New chafer treatment has real merit

12.50am 24th February 2006 - Corporate

News this week of PSD approval for the long awaited chafer grub treatment from Bayer Environmental Science will come as excellent news to green keepers, groundsmen, amenity turf managers and lawncare professionals across the country.
Named Merit Turf®, the product has undergone extensive UK trials over the last four years and was finally given approval by the Pesticide Safety Directorate in February. This makes Merit® Turf the only approved chafer treatment available in the UK.
It will prove a boon to golf courses, bowling greens, athletic fields, commercial and residential lawns and other managed amenity turf situations, where damage from the grub (the larval stage of the chafer beetle family) and foraging birds and animals has been devastating in certain parts of the country.
The product also has approval for the treatment of leatherjackets, providing dual pest control from a single application per year.
Merit® Turf is a granular product supplied in a 10Kg bag within an outer box with measuring cylinder. The product is applied uniformly over the area being treated with normally used granular application equipment. Hand held, drop type and rotary type spreaders can also be used however, with its very low dose rate, the use of spreaders that would apply the granule in narrow, concentrated bands should be avoided.
The active ingredient in Merit® Turf has sufficient residual activity to enable applications to be made prior to the egg laying activities of the target pests, normally from middle of May to middle of June, thus providing optimum levels of control. This period can normally be anticipated when you see the beetle eggs in the soil. One application per year, at the rate of 30kg per hectare, is recommended for chafer grub control with an application made in late spring/early summer.
The activity for Merit® Turf is both curative and preventative.

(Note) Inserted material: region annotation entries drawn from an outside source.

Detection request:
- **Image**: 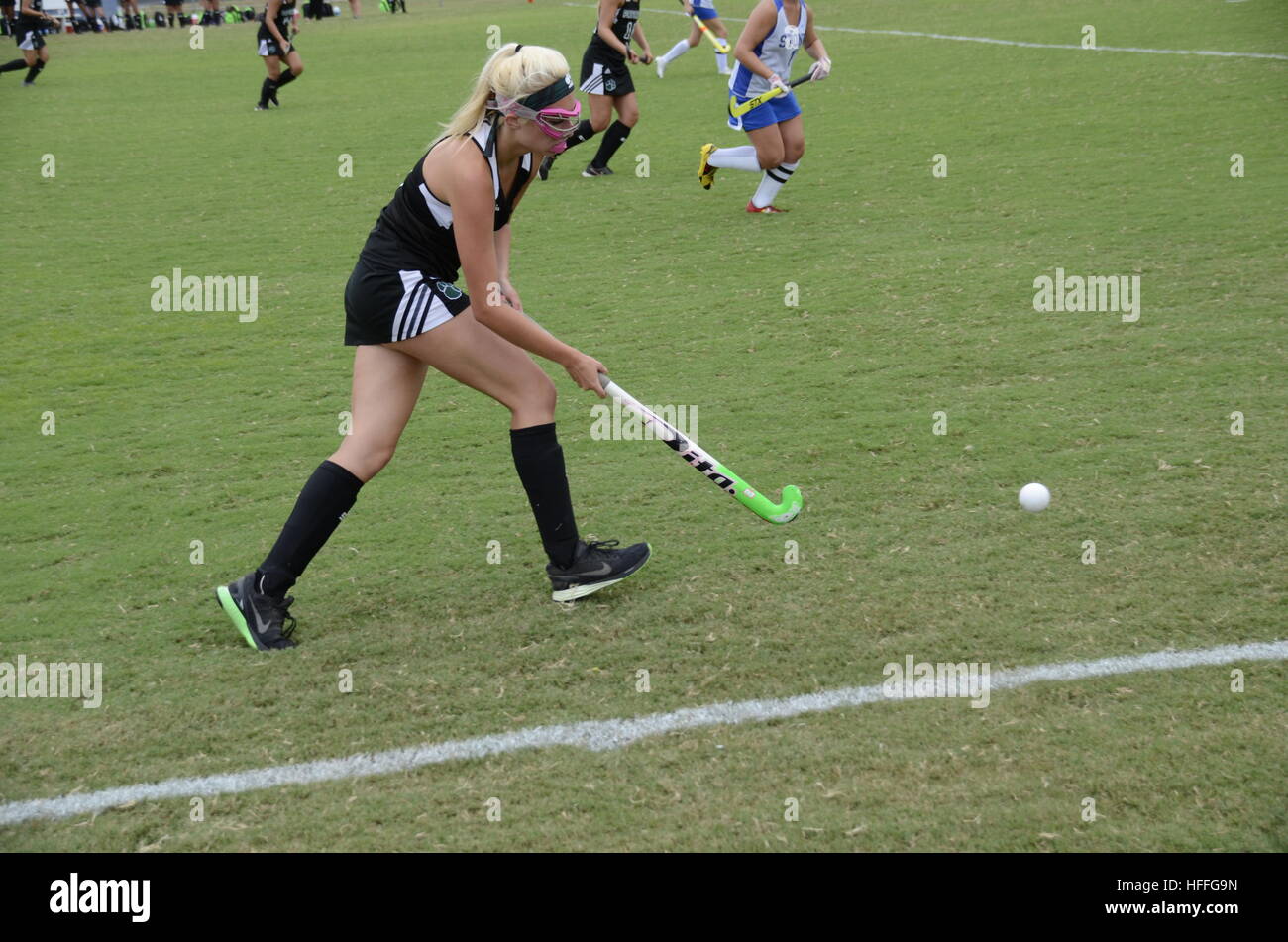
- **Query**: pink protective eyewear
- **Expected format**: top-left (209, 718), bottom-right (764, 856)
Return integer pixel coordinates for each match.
top-left (496, 95), bottom-right (581, 154)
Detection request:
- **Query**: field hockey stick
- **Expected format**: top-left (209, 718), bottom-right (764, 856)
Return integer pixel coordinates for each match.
top-left (599, 373), bottom-right (802, 524)
top-left (680, 0), bottom-right (729, 55)
top-left (729, 73), bottom-right (812, 117)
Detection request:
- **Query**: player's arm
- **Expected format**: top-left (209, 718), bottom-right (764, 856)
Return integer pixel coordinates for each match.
top-left (595, 0), bottom-right (631, 59)
top-left (631, 22), bottom-right (653, 65)
top-left (733, 0), bottom-right (778, 81)
top-left (265, 0), bottom-right (291, 47)
top-left (448, 155), bottom-right (577, 365)
top-left (805, 6), bottom-right (832, 81)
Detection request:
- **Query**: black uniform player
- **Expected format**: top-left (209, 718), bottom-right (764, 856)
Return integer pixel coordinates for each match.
top-left (538, 0), bottom-right (653, 180)
top-left (215, 43), bottom-right (649, 650)
top-left (0, 0), bottom-right (55, 87)
top-left (255, 0), bottom-right (304, 111)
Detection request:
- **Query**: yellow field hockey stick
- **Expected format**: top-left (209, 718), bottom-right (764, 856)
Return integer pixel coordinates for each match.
top-left (680, 0), bottom-right (729, 55)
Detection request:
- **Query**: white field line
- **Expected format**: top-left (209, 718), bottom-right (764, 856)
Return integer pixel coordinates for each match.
top-left (0, 641), bottom-right (1288, 826)
top-left (564, 3), bottom-right (1288, 60)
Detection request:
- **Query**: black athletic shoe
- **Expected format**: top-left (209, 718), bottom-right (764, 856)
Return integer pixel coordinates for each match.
top-left (546, 539), bottom-right (653, 602)
top-left (215, 573), bottom-right (295, 651)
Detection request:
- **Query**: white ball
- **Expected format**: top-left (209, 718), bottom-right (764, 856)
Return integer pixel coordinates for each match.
top-left (1020, 482), bottom-right (1051, 513)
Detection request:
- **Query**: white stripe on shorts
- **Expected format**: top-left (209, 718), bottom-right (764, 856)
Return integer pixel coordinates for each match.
top-left (581, 61), bottom-right (606, 95)
top-left (398, 284), bottom-right (434, 340)
top-left (416, 295), bottom-right (452, 333)
top-left (390, 271), bottom-right (429, 340)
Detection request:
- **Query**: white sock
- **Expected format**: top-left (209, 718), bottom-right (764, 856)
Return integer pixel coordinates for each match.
top-left (751, 162), bottom-right (800, 210)
top-left (662, 40), bottom-right (690, 64)
top-left (707, 145), bottom-right (777, 172)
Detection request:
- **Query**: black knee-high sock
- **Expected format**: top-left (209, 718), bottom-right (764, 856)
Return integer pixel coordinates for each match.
top-left (510, 422), bottom-right (577, 567)
top-left (566, 121), bottom-right (595, 150)
top-left (255, 461), bottom-right (362, 596)
top-left (591, 121), bottom-right (631, 167)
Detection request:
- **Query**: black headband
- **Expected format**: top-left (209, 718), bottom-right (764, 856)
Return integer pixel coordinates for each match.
top-left (519, 74), bottom-right (574, 111)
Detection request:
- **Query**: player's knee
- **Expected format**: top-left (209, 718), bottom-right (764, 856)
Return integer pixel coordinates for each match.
top-left (355, 442), bottom-right (398, 481)
top-left (756, 147), bottom-right (785, 169)
top-left (524, 370), bottom-right (559, 416)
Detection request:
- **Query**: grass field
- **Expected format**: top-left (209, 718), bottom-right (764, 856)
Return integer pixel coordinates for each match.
top-left (0, 0), bottom-right (1288, 851)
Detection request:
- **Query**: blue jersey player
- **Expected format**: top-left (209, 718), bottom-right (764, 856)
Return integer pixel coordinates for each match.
top-left (698, 0), bottom-right (832, 212)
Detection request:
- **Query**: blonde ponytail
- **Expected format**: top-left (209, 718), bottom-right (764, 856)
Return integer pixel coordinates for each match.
top-left (434, 43), bottom-right (568, 145)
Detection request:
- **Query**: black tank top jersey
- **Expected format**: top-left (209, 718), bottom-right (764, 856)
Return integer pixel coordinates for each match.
top-left (14, 0), bottom-right (46, 30)
top-left (590, 0), bottom-right (640, 60)
top-left (259, 0), bottom-right (295, 39)
top-left (362, 113), bottom-right (532, 282)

The active ingredient imidacloprid is in the chloronicotinyl class, which acts by blocking the receptor sites in an insect’s nervous system. Insects that have ingested or absorbed the imidacloprid stop what they are doing or suspend normal behaviour. Basically they stop feeding immediately and do not survive. The grubs will either be affected by eating the turf roots (where the product has been transported systemically) or by absorption through their outer body.
Trials of Merit® Turf showed up to 100% control within 4.5 months, and continued success after 11 months, effectively giving a year’s control from a single application. A 50% improvement in greening effect and a 90% increase in grass vigour were also reported in treated areas.
Since the demise of Gammacol Turf in 1999, chafer grubs have become the amenity turf manager’s nightmare.
The initial damage – yellowing and general weakening of the turf – is caused by the grubs eating the roots of the turf, resulting in a yellowing and a loosening of the turf. Birds and animals such as rooks and badgers then pull the loose turf up to feed on the grub, inflicting secondary damage.
May to July are notoriously bad months for chafer grub activity (when feeding of the 1 and 2 instar larvae takes place) with areas that have high sand content soils being particularly susceptible.
Merit® Turf will be available from the beginning of April 2006 from all Bayer UK distributors.